[SPARK-34060][SQL][3.0] Fix Hive table caching while updating stats by `ALTER TABLE .. DROP PARTITION` #31126

MaxGekk · 2021-01-11T09:34:45Z

What changes were proposed in this pull request?

Fix canonicalisation of HiveTableRelation by normalisation of CatalogTable, and exclude table stats and temporary fields from the canonicalized plan.

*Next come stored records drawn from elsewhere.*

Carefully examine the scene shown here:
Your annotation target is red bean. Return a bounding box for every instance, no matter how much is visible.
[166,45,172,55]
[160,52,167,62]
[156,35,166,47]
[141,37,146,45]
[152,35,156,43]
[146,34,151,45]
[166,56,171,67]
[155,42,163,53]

Why are the changes needed?

This fixes the issue demonstrated by the example below:

scala> spark.conf.set("spark.sql.statistics.size.autoUpdate.enabled", true)
scala> sql(s"CREATE TABLE tbl (id int, part int) USING hive PARTITIONED BY (part)")
scala> sql("INSERT INTO tbl PARTITION (part=0) SELECT 0")
scala> sql("INSERT INTO tbl PARTITION (part=1) SELECT 1")
scala> sql("CACHE TABLE tbl")
scala> sql("SELECT * FROM tbl").show(false)
+---+----+
|id |part|
+---+----+
|0  |0   |
|1  |1   |
+---+----+

scala> spark.catalog.isCached("tbl")
scala> sql("ALTER TABLE tbl DROP PARTITION (part=0)")
scala> spark.catalog.isCached("tbl")
res19: Boolean = false

ALTER TABLE .. DROP PARTITION must keep the table in the cache.

Does this PR introduce any user-facing change?

Yes. After the changes, the drop partition command keeps the table in the cache while updating table stats:

scala> sql("ALTER TABLE tbl DROP PARTITION (part=0)")
scala> spark.catalog.isCached("tbl")
res19: Boolean = true

How was this patch tested?

By running new UT:

$ build/sbt -Phive-2.3 -Phive-thriftserver "test:testOnly *ShowCreateTableSuite"
$ build/sbt -Phive-2.3 -Phive-thriftserver "test:testOnly *CachedTableSuite"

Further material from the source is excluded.